За золотым руном
Новый рассказ писателя Сергея Каледина
Новогоднее послание читателям «Огонька» от нашего постоянного автора
Анюте, племяннице, посвящается
И вдруг звонок из Австралии: Анька, моя любимица. Боевая, мастер спорта по акробатике, бесстрашная. Сам-то я трусоват, только вида не подаю, хорохорюсь. А она по природе страха лишена. Правда, глупая: учиться не хотела. Теперь наверстывает полным махом: учится на медсестру. А ведь и лет ей уже немало, и муж, и дети, и работа. Молодец девка!
— Дядила, прилетай скорей. С такой теткой познакомлю!
Я опешил.
— Какая мне еще тетка! Мне семьдесят лет. Мне прохладная клизьма показана да о Боге думать.
— …Да ты послушай! Я тебя не в сексы с ней зову. Для рассказа. (Как Анька догадалась, что у меня затор творческий?) Я у нее работаю в мебельном магазине бухгалтером. Взяла с одним условием, чтоб я ее не обманывала. Ей семьдесят лет, зовут Макси. Магазин ее — это ерунда. Она — потомственный овцевод. У них с мужем сорок тысяч овец. Ранчо в двухстах километрах от Канберры. Это сказка, ты такого не видел. А отпуск с мужем знаешь, как проводят?.. Летят в Европу, берут мотоцикл и на нем рассекают. А этим летом в Индию собираются тоже на мотоцикле. Сейчас фото ее пришлю. А тебе дергаться не надо: и визу сделаю, и билет закажу, и переводить тебе буду. Отец у нее — алкан, от водки помер. У сына рак ноги, отрезали. Он чемпион Австралии по водным лыжам среди калек. Шлю фотку.
Прилетела фотка. Курносая румяная стройная тетка, не бабка. Смеется.
В Австралии я был сто лет назад с театром Додина. Возле нашей гостиницы росло огромное белоснежное дерево. Вблизи выяснилось, что это не цветы, а попугаи — тысячи. Сказка! Утром сказка превратилась в пыталово: в пять утра попугаи начинали орать истошными голосами. Никакие беруши с их ором не справлялись. Оказалось, в Австралии все другое. Даже вода в раковине, уходя, вращалась против солнца.

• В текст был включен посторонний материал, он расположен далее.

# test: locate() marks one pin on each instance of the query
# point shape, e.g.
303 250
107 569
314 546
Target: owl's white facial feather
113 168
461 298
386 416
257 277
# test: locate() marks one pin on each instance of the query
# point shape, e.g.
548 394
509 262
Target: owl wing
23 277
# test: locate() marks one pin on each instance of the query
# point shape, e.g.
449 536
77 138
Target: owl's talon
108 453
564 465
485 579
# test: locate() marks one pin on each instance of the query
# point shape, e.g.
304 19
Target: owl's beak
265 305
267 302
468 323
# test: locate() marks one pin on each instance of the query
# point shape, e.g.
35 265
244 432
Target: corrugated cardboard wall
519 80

И кондукторы в трамваях старательно артикулировали, будто с ними занимался Валерий Галендеев — профессор сценической речи в додинском театре.
…Три года назад ночью мой дачный дом заскрипел, заерзал, зашатался. Я выскочил в сад. Молнии с грохотом терзали небосвод на фоне алых прожилок, напоминающих кровеносную систему в атласе. Вихрь гнал ливень параллельно земле.

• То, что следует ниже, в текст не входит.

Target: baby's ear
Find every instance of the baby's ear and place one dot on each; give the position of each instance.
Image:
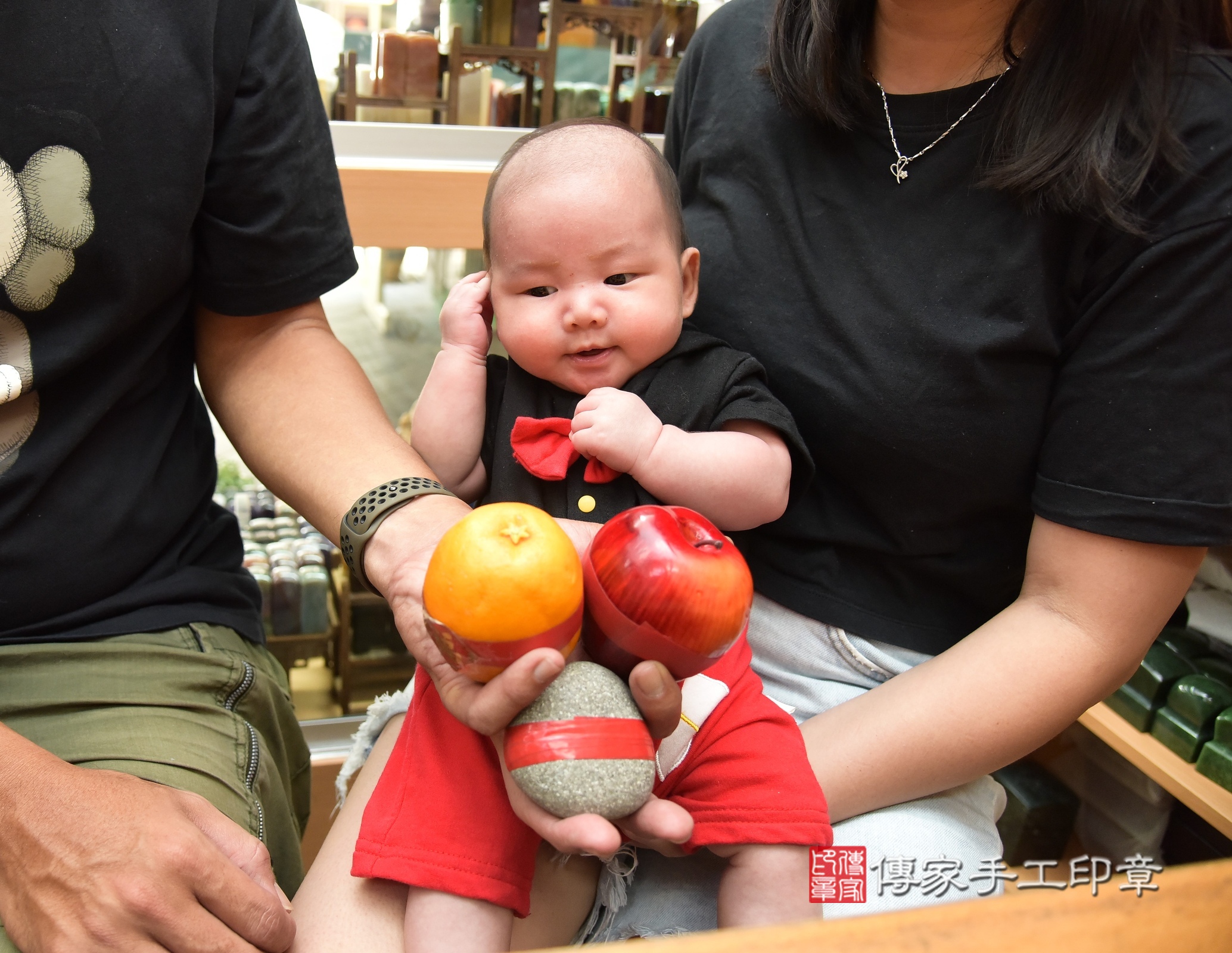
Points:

Мой участок смерч чиркнул лишь краем, вкрутившись в лес. С утра я полез в дебри выяснить масштабы ущерба. Переломанный, выдранный с корнями ельник ощерился колючими пнями и превратился в непроходимый бурелом. Ничего кроме смертушки здесь больше не сыщешь. А ведь многие годы я его лелеял: полол тропинку-лыжню от дурной поросли. В лес я ходил за вдохновением. Зайду дураком — вернусь поумневшим.
Ураган успокоился только у Федькиного луга, ниспослав чудеса. Стадо лисиц — двадцать? тридцать? — неспешно бродили по полю, не пугаясь меня,— мышковали. Эту пастораль осенял далекий мерный колокольный звон нашей церкви Покрова Божией Матери.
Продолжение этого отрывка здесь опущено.